While the magnitude of the crisis has not been assessed yet, some experts suppose that the world will face an even bigger recession than the one that triggered the 2007 financial crises, with a loss of 8-9% in the Italian GDP, according to an ISTAT preliminary study.

The reaction of the financial markets has been dramatic as well. The Dow Jones index tumbled in many occasions at an incredible speed, at the beginning mainly because of the price war on the oil market and then because of the coronavirus spreading in the USA, recording the worst daily performance since 1987 on the 16th of March. In Europe, the market’s reaction has been even more violent, with FTSE MIB recording the worst performance ever, losing 17% of the entire Market capitalization in just one day. But heavy losses have struck also the other stock markets, with panic-selling days in French, German and UK markets.

In response to the crisis, Governments and Central Banks have tried to mitigate its impact on the world’s economy. The Federal Reserve System has implemented his Expansive Monetary Policy, by cutting the interest rate and increasing the liquidity in the financial system. Despite the initial hesitations, the ECB has finally taken the same road, approving an extraordinary plan to help businesses and the financial system endure the crisis, and pledging for a Spreads control.

Moreover, expansive fiscal policies have been put in place by all governments as well, with deficit increasing, taxing cuts, payment delays and social shock-absorber in most of the cases, in response to factories closing and consumption fall.

Will it be enough? It is not an easy question. Much depends on how long the crisis will last.

For sure, the expansive measures must be kept for a long time after the end of the crisis.

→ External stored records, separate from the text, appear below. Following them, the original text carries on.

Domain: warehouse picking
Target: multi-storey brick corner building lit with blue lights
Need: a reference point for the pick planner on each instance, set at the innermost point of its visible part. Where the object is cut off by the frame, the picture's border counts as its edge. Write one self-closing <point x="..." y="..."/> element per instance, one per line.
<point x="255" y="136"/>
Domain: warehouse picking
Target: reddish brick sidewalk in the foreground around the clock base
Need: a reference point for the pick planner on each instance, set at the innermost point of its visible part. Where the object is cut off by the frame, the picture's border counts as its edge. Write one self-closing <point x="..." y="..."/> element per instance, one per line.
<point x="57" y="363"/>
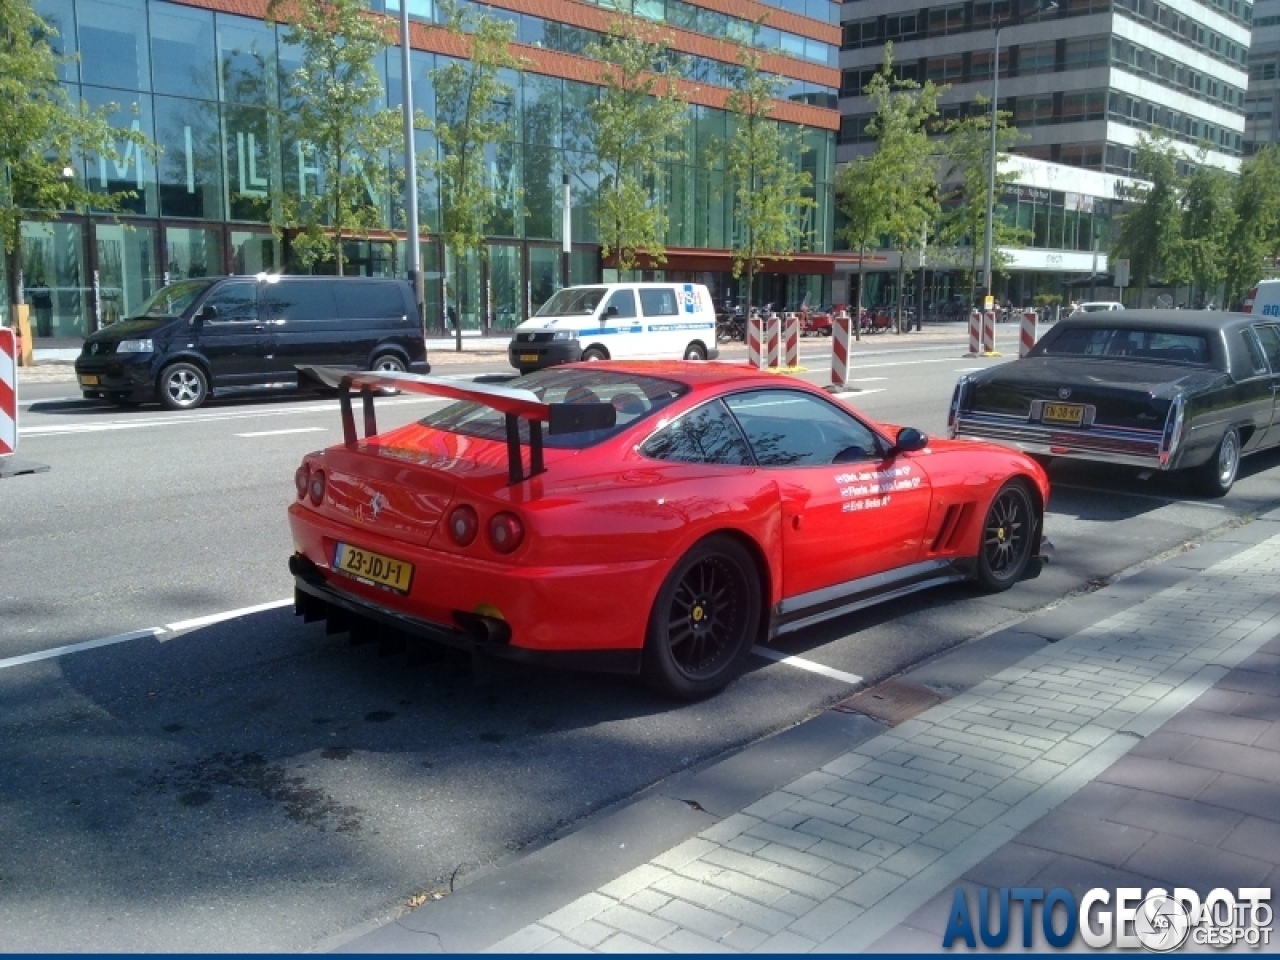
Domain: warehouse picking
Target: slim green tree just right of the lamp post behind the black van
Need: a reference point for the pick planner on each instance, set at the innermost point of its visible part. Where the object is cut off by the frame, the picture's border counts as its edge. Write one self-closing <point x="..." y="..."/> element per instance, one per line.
<point x="472" y="116"/>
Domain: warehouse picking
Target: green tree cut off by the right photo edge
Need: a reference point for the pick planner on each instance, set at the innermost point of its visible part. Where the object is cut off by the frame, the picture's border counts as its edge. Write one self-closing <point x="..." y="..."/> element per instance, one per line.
<point x="1255" y="234"/>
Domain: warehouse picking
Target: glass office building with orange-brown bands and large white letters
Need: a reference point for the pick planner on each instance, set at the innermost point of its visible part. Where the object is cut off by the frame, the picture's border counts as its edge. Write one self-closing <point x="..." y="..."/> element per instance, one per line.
<point x="203" y="80"/>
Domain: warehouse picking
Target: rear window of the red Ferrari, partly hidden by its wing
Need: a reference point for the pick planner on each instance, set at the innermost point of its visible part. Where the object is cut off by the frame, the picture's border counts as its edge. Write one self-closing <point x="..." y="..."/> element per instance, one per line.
<point x="633" y="399"/>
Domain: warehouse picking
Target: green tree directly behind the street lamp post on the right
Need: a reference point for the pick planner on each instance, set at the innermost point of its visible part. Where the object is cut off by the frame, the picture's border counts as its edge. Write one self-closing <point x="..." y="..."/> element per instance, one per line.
<point x="967" y="172"/>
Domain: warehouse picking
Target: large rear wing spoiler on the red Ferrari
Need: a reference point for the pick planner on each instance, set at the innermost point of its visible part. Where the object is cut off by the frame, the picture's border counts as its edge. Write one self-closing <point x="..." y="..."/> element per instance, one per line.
<point x="516" y="405"/>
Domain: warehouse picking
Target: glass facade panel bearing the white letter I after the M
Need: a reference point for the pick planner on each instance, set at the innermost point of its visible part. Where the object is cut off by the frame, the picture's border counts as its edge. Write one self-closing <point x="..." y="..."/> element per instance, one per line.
<point x="190" y="164"/>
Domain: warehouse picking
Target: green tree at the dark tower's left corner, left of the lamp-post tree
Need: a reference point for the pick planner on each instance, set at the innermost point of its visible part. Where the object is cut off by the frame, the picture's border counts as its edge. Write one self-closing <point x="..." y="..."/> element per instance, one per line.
<point x="908" y="193"/>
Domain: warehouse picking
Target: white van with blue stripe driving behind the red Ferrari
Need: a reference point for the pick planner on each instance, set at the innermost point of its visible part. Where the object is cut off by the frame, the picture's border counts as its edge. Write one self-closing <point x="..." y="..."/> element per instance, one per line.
<point x="619" y="322"/>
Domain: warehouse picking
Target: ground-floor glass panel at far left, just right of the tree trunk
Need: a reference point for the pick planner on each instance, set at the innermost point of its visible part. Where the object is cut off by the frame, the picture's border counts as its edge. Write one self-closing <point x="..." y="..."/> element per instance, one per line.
<point x="54" y="277"/>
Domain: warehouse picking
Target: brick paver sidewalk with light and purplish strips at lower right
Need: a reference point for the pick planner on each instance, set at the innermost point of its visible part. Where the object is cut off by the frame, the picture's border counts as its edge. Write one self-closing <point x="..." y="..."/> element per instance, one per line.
<point x="844" y="858"/>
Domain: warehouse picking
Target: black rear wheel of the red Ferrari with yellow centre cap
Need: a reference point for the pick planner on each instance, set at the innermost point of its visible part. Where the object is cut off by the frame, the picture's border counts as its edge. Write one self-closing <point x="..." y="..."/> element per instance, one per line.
<point x="705" y="621"/>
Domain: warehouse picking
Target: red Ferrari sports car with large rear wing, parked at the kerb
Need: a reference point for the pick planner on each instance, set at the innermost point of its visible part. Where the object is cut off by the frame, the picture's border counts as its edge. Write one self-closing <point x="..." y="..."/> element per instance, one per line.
<point x="656" y="519"/>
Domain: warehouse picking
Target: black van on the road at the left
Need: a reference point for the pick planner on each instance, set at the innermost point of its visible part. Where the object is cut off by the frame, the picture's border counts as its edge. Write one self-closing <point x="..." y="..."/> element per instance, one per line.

This time, a unitary response is to be hoped, especially at a European level. The European Union is at a very important crossroad, and only its strengthening can lead to an orderly and quick solution to the crisis. Without a common approach, the long-term effects of the disease could be enormous, and the EU may not survive. As with all the biggest events that scared our existence, may this just be a springboard to a bright, more conscious future.